If you have ever attended a school, you probably can easily recall how hard it is to concentrate and study in those moments when your crush has just winked at you or when sun starts to shine brightly outside the window. But most of the days probably it is quite bearable for you to focus your attention on the material provided and learn what you are supposed to. For children with Autism Spectrum Disorder (ASD) not only concentrating on the learning material but keeping an eye contact or interacting with others can be extremely challenging. Nevertheless, decades of research and Artificial Intelligence (AI) tools which are currently being developed show that these challenges might be overcome.
Most common difficulties for children with autism are establishing an eye contact and expressing their emotions. However, the biggest impediment to the treatment of these difficulties is a hardship to build a relationship with an autistic child. To address these issues, researchers from Tec de Monterrey Institute of Technology and Higher Education have developed an artificially intelligent robot. The TecO robot stands at 50 centimetres tall and has the face and body of a cartoon bear. The robot record the signals from a child and translates that into information which can be later analyzed by a neurologist or psychologist. The purpose of this robot is to make a child to notice him and establish an eye contact without raising the child’s anxiety level. TecO is a simple robot but because it is static, predictable and emotionless it is easier for an autistic child to maintain a relationship with it. The robot observes a child and if he starts to lose an interest, the robot can make a sound or movement to regain the attention. The cameras record the number of times a child makes an eye contact with the robotic bear and it allows quantitatively measure the progress of that child. Researchers claim that improvements can be noticed in less than couple of months.

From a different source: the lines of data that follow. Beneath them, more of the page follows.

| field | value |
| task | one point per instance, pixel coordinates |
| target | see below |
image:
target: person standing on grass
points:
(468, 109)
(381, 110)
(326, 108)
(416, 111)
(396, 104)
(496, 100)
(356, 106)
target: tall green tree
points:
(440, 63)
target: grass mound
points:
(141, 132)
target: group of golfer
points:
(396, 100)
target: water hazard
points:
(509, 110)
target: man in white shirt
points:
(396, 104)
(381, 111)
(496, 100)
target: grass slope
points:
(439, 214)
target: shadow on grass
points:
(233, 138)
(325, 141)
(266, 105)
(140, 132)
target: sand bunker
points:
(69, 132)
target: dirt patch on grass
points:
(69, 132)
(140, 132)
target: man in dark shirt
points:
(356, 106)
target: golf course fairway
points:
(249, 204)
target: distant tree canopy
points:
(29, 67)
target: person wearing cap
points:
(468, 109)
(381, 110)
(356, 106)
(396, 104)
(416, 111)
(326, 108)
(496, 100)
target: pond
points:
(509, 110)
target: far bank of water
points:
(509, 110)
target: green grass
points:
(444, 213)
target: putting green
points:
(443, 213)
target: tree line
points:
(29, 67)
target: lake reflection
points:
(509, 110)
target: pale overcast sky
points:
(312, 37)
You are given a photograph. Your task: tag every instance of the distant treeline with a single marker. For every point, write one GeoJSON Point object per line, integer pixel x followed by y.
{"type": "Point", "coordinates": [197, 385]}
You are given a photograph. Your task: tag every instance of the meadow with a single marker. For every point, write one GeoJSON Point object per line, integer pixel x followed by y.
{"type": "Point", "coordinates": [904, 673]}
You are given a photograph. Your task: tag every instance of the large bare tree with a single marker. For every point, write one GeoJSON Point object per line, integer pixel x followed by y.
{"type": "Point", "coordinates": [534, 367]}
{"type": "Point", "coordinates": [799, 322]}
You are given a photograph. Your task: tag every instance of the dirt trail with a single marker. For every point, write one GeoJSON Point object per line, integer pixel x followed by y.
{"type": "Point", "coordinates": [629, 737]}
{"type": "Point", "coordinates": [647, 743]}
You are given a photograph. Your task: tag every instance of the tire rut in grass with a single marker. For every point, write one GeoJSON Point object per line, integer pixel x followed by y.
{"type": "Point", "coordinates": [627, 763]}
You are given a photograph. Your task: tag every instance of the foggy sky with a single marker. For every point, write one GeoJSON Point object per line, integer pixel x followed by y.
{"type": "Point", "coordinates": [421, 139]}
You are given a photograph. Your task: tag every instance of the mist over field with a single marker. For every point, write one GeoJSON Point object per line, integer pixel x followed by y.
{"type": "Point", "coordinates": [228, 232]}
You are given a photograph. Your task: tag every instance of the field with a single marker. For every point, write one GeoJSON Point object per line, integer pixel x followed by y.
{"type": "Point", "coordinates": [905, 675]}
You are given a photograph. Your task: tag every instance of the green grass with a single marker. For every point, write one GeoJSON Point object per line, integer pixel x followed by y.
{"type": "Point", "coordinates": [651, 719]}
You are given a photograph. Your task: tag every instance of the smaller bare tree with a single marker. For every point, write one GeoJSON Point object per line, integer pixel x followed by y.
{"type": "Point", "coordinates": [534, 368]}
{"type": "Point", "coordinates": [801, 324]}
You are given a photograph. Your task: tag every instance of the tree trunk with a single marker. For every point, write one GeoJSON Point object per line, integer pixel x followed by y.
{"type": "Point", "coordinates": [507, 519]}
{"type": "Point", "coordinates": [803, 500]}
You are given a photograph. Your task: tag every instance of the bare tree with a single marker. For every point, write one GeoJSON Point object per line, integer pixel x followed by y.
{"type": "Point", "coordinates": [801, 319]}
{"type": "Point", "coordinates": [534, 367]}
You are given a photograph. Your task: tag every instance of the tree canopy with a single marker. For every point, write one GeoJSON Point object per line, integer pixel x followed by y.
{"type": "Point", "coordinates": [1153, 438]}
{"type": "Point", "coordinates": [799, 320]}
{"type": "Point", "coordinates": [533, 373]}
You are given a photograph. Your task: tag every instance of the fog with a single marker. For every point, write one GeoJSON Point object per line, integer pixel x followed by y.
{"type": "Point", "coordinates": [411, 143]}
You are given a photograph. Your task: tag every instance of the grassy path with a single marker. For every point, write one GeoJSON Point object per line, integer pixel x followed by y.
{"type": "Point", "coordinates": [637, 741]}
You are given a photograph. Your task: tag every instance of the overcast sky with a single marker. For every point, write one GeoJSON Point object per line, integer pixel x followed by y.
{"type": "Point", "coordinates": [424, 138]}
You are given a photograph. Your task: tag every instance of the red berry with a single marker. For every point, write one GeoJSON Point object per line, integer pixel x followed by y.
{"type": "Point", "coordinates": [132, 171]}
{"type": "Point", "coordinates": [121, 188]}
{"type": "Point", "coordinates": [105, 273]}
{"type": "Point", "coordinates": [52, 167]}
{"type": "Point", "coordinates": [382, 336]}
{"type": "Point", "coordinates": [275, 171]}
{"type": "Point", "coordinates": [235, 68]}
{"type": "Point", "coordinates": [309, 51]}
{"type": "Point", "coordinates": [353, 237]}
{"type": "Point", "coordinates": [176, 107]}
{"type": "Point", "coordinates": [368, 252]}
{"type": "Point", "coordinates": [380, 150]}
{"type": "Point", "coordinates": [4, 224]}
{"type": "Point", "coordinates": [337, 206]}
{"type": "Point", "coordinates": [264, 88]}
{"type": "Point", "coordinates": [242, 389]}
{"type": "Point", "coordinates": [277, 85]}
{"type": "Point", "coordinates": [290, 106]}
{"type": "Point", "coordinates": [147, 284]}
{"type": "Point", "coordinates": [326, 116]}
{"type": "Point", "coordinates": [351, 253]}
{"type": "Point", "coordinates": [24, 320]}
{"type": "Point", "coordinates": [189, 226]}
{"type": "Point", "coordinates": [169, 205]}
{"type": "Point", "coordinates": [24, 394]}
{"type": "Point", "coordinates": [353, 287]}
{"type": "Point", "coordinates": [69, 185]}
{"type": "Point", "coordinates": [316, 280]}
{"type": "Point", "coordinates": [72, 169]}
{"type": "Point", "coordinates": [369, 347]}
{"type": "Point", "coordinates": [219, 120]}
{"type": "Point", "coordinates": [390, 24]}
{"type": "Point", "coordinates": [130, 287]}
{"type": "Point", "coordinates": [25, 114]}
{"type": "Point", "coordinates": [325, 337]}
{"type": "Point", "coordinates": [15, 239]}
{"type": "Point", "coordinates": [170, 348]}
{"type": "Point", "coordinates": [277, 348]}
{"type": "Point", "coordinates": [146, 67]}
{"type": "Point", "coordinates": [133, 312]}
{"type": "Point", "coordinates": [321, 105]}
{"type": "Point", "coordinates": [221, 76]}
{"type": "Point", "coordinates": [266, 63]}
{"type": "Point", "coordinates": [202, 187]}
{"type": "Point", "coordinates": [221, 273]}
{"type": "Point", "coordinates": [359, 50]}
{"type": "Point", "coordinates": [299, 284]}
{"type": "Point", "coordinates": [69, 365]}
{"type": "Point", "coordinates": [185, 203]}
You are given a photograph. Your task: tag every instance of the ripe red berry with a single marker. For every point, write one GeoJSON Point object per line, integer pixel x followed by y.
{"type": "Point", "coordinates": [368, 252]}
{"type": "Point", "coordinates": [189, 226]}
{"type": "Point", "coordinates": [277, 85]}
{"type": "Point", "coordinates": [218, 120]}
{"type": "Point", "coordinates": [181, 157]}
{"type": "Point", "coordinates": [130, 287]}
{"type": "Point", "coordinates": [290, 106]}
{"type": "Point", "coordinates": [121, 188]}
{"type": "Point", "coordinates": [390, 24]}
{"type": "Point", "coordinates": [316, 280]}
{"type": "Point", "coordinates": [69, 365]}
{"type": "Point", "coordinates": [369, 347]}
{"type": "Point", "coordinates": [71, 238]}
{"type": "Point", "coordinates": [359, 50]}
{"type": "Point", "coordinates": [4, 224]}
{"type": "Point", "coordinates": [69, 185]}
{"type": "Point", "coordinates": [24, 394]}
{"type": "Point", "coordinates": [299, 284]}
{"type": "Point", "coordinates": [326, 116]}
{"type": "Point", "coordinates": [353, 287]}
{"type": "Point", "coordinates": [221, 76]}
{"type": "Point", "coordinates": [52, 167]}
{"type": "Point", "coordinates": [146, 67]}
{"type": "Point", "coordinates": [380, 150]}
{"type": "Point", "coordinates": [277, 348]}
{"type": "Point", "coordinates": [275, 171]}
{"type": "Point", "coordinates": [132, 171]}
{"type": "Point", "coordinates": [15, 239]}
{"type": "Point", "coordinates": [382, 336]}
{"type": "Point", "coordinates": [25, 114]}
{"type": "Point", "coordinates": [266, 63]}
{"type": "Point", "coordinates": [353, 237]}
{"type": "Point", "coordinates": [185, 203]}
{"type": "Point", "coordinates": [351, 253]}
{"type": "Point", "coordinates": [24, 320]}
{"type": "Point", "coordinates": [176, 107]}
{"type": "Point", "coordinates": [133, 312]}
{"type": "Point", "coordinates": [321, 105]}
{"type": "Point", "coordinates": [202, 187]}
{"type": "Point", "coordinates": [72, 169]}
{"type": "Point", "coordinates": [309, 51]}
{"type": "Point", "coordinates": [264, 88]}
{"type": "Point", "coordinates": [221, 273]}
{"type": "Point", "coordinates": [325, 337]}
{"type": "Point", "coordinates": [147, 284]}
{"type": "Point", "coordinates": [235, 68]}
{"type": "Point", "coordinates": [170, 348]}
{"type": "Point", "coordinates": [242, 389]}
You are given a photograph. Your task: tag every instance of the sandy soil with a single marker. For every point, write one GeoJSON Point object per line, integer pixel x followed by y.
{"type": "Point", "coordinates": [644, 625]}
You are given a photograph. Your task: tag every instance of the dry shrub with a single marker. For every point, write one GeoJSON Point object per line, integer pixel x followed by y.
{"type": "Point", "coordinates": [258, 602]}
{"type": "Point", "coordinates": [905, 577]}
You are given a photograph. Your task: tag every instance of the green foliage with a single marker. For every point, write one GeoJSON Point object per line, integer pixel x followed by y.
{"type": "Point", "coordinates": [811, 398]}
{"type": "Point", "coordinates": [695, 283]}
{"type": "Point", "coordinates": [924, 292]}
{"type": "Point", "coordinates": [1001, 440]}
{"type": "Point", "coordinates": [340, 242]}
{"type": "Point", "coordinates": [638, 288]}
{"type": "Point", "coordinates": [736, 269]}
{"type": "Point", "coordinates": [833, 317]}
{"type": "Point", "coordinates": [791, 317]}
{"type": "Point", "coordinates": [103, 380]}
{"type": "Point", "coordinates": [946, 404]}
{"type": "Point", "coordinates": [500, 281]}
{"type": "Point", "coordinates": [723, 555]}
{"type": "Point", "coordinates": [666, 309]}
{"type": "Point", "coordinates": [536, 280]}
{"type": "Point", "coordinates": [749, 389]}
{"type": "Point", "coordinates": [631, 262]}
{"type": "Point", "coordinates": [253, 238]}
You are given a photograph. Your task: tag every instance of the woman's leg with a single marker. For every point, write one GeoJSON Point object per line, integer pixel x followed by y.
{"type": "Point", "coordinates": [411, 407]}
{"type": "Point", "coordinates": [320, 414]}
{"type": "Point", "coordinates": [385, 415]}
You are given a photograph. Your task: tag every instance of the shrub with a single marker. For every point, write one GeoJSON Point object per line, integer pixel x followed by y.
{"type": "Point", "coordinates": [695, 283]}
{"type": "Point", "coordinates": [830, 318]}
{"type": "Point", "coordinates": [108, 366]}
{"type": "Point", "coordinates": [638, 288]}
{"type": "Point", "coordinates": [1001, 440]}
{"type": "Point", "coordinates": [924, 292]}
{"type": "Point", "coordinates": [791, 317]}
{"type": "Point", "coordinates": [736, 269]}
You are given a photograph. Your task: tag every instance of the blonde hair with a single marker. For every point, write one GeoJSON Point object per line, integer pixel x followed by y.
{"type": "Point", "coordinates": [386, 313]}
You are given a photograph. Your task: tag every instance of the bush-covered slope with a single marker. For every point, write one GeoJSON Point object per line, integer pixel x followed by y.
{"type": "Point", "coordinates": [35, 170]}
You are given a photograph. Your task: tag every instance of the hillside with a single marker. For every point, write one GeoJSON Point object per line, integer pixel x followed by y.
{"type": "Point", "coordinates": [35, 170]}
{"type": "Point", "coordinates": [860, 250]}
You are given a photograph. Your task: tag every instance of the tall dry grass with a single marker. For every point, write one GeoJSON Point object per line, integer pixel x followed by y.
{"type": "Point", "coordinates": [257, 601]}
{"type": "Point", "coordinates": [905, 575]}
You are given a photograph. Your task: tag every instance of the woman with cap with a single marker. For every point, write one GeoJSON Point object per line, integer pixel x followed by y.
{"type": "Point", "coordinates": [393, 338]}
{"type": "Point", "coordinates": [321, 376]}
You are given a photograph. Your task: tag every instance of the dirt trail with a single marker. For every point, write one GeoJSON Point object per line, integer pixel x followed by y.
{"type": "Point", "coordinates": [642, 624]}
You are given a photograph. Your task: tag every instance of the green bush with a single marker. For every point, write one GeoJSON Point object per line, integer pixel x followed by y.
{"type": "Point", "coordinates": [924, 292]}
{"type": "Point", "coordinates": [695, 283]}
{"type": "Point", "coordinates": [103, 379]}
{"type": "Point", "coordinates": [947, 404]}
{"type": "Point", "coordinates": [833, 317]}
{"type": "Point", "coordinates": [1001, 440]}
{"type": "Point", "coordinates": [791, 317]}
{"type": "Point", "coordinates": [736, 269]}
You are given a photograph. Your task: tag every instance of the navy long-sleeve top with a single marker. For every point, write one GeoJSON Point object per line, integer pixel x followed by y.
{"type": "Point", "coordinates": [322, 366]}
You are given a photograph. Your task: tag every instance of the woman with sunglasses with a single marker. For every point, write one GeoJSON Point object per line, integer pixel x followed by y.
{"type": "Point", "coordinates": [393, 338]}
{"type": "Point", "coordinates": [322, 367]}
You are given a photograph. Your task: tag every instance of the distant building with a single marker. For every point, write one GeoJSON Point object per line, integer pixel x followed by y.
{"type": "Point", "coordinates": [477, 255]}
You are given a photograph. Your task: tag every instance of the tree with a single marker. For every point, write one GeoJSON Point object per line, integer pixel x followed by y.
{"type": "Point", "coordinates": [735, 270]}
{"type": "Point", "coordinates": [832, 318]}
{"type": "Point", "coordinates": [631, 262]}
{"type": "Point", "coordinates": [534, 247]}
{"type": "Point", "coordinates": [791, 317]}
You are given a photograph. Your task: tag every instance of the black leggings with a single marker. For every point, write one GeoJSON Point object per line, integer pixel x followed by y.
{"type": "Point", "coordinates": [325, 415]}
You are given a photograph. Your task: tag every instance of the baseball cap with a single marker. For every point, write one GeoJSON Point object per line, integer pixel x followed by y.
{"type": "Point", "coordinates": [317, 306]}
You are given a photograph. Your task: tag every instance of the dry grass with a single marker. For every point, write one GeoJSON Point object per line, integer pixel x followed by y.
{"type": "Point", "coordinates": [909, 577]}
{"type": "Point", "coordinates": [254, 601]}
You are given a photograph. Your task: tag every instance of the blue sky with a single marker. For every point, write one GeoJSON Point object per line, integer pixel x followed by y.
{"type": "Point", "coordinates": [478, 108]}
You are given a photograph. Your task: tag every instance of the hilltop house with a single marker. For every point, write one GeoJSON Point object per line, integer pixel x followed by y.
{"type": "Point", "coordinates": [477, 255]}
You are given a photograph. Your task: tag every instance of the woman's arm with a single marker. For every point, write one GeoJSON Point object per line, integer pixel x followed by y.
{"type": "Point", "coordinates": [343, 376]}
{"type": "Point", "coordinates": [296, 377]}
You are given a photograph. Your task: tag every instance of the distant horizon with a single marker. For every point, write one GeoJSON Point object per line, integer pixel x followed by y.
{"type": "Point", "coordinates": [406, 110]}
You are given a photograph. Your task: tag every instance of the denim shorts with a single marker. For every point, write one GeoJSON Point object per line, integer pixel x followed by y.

Some more similar robots such as Bandit which can also move and modify its motion in response to a child’s behaviour, or Darwin-OP2 which can play soccer and dance, are under development. The robots will allow to record all the sessions and track children’s progress. Even though robotic machines are not known for their warmth, there is an increasing evidence that kids with autistic disorders respond more naturally to machines than they do to people because machines are simply more predictable than humans. It is expected that in the future these humanoid robots will act as both therapists and playmates and will help autistic children to become more socially engaging. In addition to that, robots will provide a possibility of a constant repetition of social interactions which is relevant for ensuring durability of learned social skills and constant data collection which is necessary for tracking the development progress.
Another highly common difficulty faced by people with ASD is recognition of social cues. To tackle this issue Stanford researchers are building a system on top of Google Glasses which is supposed to provide explanation of facial emotions in real time. A person wearing the glasses can read the definitions of emotions on a glass’s heads-up display. Faced emotions and responses are recorded and can be later analyzed together with a therapist. It allows a person to learn to recognize emotions at the present time and practice to act accordingly. The tool is supposed to decrease the level of anxiety usually experienced by people with ASD when they have to socially interact
ASD can be associated with intellectual disability. Nonetheless, about 40 percent of the children with ASD have average to above average intellectual abilities. Some persons with ASD excel in visual skills, music and math. Therefore it is important to recognize the skills possessed by these children, help them to develop them further and provide them with a possibility to lead as independent life as possible. Recently a couple of apps were developed by a company named Identifor. The first of them is a new artificial intelligence-powered virtual assistant, named Companion. The app includes a virtual assistant called Abby which helps people with ASD to organize their lives when they relatives cannot be around. The virtual assistant uses AI to learn the routines of users and keep their work, school, and social life on track. The second app, Identifor games, provides different types of games and helps to identify the talents of game players. The results of games played can be used as a basis for the identification of children interests and abilities, and serve as a first step to direct children attention towards a more systematic development.
The benefits of AI tools are quite promising. The further development of the above listed tools as well as the invention of new AI-powered machines will help to address different ASD symptoms and varying educational needs. The collected data by the machines during the interventions with kids will provide scientific community with enormous amount of valuable data in the research of development disorders and autistic behaviours. Finally, AI tools, used as a compliment to the regular therapy, will be able to assist teachers, psychologists, and parents in helping the children with autistic disorders to become more comfortable in this world – by engaging with the people surrounding them, expressing their own emotions and finally by finding ways to reveal the talents possessed.